Go standard library http and fasthttp server-side performance comparison

Fasthttp vs Nethttp

1. Background

After writing the classic “hello, world” program, Go beginners may be eager to experience Go’s powerful standard library, for example, writing a fully functional web server like the following example in a few lines of code.

// 来自https://tip.golang.org/pkg/net/http/#example_ListenAndServe
package main

import (
    "io"
    "log"
    "net/http"
)

func main() {
    helloHandler := func(w http.ResponseWriter, req *http.Request) {
        io.WriteString(w, "Hello, world!\n")
    }
    http.HandleFunc("/hello", helloHandler)
    log.Fatal(http.ListenAndServe(":8080", nil))
}

The go net/http package is a more balanced generic implementation that meets the needs of most gopher 90%+ scenarios and has the following advantages.

standard library packages, without the need to introduce any third-party dependencies.
Better satisfaction with the http specification.
relatively high performance without having to do any optimization.
Support for HTTP proxies.
Support for HTTPS.
Seamless support for HTTP/2.

However, because of the “balanced” generic implementation of the http package, net/http may not be able to perform well in some performance-critical areas, and there is not much room for tuning. This is when we turn our attention to other third-party http server framework implementations.

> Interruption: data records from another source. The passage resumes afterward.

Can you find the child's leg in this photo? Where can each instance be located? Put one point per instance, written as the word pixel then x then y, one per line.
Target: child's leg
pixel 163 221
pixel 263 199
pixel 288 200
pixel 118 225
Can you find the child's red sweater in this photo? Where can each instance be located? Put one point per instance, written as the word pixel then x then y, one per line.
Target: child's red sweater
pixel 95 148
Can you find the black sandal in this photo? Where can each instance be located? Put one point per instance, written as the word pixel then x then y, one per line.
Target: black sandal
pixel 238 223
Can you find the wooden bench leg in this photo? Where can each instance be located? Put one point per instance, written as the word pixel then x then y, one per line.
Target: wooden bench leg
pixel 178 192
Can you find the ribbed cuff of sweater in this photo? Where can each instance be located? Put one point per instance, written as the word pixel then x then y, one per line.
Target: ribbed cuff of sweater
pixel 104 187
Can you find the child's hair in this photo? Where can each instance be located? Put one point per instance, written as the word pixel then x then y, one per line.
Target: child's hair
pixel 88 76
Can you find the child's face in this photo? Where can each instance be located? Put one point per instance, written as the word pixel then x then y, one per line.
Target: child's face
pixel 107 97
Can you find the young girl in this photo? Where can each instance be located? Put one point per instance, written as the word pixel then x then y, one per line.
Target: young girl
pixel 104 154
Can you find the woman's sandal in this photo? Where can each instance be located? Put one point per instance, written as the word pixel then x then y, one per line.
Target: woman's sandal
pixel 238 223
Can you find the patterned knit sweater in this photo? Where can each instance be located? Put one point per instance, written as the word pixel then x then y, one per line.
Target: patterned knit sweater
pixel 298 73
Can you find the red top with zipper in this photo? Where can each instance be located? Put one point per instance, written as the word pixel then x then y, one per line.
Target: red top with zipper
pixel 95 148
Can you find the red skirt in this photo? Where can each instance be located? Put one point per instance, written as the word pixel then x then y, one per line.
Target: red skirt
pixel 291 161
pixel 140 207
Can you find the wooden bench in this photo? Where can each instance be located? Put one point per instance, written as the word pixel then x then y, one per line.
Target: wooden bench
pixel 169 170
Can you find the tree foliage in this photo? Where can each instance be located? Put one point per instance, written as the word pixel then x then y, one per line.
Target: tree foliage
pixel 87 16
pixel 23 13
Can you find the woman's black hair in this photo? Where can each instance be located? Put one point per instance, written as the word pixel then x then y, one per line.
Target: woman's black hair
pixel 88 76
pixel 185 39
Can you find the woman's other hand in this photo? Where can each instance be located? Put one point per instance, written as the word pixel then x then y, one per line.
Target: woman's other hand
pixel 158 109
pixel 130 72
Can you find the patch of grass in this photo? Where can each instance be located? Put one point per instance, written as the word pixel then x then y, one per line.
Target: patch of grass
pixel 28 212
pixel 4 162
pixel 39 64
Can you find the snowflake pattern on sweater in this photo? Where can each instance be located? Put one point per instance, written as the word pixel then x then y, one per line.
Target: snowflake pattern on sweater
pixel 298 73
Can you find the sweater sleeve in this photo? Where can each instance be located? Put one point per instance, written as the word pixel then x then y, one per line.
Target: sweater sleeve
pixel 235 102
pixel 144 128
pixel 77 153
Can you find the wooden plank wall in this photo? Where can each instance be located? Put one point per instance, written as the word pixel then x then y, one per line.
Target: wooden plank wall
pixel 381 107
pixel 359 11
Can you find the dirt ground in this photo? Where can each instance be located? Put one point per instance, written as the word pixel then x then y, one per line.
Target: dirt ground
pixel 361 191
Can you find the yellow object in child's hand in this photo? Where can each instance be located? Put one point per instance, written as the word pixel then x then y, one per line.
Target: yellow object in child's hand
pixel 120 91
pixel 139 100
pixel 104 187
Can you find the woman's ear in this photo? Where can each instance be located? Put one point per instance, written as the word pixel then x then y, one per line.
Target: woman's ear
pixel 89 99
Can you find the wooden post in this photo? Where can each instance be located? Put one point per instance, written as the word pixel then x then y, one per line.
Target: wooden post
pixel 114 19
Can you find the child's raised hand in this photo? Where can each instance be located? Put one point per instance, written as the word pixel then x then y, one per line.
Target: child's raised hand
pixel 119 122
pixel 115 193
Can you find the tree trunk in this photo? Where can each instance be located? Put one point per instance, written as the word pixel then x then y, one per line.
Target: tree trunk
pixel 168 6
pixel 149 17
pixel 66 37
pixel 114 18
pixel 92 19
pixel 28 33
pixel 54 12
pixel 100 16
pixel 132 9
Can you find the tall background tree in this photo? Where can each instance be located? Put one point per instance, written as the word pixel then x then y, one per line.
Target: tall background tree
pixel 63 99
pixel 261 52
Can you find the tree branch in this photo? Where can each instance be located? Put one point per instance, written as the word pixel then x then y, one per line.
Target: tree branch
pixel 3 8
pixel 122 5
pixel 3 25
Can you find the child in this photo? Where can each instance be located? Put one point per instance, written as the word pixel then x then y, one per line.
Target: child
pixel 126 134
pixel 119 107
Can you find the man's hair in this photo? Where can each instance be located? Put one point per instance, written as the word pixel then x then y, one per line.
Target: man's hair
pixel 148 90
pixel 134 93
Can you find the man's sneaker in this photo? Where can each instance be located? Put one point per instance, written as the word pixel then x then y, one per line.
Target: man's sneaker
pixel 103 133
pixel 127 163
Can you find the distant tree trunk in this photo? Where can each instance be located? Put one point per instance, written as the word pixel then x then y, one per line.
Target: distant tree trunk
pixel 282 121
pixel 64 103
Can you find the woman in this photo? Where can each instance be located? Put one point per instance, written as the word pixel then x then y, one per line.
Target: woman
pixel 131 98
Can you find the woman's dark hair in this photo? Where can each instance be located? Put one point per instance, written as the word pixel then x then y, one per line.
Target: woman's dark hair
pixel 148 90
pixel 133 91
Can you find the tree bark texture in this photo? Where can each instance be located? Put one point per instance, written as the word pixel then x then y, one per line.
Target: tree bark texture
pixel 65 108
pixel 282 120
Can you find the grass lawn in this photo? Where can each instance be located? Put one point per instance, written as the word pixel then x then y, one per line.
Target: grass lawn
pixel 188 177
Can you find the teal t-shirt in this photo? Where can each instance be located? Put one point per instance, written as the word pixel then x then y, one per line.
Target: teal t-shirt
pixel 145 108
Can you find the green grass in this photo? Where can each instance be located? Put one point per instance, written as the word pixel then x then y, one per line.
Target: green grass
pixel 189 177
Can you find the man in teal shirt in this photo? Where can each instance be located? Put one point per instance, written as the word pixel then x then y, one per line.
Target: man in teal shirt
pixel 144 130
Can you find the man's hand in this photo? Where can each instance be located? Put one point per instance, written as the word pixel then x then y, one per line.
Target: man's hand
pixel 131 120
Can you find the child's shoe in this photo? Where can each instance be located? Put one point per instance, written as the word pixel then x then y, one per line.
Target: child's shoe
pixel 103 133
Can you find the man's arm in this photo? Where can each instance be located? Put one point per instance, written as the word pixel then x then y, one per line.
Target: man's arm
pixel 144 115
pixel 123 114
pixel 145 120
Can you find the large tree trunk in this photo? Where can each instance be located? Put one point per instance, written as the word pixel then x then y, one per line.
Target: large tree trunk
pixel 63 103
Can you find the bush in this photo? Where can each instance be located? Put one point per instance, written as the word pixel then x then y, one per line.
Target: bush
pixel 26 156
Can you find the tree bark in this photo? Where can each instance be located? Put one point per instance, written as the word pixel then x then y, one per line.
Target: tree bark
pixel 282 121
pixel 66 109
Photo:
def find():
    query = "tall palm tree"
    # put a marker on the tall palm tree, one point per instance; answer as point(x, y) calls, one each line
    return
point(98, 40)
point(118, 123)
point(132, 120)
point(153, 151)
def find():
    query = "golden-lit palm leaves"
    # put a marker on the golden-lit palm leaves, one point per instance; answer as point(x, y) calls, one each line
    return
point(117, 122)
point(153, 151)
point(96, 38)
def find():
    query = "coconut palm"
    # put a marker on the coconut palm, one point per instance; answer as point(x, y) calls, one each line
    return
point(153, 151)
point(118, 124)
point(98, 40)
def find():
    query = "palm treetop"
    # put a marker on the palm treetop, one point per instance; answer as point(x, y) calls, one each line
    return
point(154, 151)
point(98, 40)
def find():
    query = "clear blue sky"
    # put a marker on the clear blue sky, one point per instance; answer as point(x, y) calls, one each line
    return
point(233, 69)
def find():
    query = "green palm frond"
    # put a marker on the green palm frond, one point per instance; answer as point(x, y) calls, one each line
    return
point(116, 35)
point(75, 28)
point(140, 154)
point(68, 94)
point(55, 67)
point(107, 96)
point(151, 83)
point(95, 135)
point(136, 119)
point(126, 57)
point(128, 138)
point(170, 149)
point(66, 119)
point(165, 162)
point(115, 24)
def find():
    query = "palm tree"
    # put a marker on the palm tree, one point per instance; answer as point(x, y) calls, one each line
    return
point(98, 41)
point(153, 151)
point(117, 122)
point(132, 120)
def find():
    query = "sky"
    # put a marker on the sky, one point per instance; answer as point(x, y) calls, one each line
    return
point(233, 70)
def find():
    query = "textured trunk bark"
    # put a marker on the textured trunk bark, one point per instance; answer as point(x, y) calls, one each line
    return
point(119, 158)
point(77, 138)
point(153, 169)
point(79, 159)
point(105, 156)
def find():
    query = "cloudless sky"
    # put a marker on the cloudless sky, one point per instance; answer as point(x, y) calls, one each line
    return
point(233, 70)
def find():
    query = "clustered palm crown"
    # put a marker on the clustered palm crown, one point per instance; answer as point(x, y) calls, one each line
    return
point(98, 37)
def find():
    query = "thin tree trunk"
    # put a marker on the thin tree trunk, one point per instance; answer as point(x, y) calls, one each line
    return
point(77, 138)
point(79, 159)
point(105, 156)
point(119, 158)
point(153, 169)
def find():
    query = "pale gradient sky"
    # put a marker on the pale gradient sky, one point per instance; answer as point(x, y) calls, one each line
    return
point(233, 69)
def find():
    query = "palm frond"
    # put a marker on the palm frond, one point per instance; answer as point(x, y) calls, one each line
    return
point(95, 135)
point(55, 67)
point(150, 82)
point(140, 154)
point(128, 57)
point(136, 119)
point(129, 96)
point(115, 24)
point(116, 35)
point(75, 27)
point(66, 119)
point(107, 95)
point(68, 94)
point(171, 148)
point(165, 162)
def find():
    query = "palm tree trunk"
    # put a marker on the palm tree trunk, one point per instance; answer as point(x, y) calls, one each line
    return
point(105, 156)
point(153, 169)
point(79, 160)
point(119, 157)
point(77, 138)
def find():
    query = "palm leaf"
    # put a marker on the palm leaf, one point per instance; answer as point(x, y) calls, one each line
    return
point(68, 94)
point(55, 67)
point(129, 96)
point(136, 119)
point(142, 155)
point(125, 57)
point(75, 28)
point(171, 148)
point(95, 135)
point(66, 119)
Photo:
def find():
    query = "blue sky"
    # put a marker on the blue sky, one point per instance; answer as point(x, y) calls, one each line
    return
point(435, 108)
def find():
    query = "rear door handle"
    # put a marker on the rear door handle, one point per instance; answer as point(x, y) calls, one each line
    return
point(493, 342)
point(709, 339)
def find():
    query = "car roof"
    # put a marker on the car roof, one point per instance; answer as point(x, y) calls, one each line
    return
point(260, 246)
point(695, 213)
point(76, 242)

And in the third-party http server framework, a framework called fasthttp is mentioned and adopted more. fasthttp official website claims that its performance is ten times that of net/http (based on the results of the go test benchmark).

fasthttp uses many best practices on performance optimization, especially on memory object reuse, using sync.Pool extensively to reduce the pressure on Go GC.

So in a real environment, how much faster can fasthttp be than net/http? It so happens that there are two servers available with decent performance, and in this article we will look at their actual performance in this real world environment.

2. performance tests

We implement two almost “zero business” programs under test using net/http and fasthttp respectively.

nethttp:

// github.com/bigwhite/experiments/blob/master/http-benchmark/nethttp/main.go
package main

import (
    _ "expvar"
    "log"
    "net/http"
    _ "net/http/pprof"
    "runtime"
    "time"
)

func main() {
    go func() {
        for {
            log.Println("当前routine数量:", runtime.NumGoroutine())
            time.Sleep(time.Second)
        }
    }()

    http.Handle("/", http.HandlerFunc(func(w http.ResponseWriter, r *http.Request) {
        w.Write([]byte("Hello, Go!"))
    }))

    log.Fatal(http.ListenAndServe(":8080", nil))
}

fasthttp:

// github.com/bigwhite/experiments/blob/master/http-benchmark/fasthttp/main.go

package main

import (
    "fmt"
    "log"
    "net/http"
    "runtime"
    "time"

    _ "expvar"

    _ "net/http/pprof"

    "github.com/valyala/fasthttp"
)

type HelloGoHandler struct {
}

func fastHTTPHandler(ctx *fasthttp.RequestCtx) {
    fmt.Fprintln(ctx, "Hello, Go!")
}

func main() {
    go func() {
        http.ListenAndServe(":6060", nil)
    }()

    go func() {
        for {
            log.Println("当前routine数量:", runtime.NumGoroutine())
            time.Sleep(time.Second)
        }
    }()

    s := &fasthttp.Server{
        Handler: fastHTTPHandler,
    }
    s.ListenAndServe(":8081")
}

The client side of the stress test for the target under test is based on hey, an http stress test tool. To facilitate the adjustment of the stress level, we “wrap” hey in the following shell script (only It is suitable for running on linux only).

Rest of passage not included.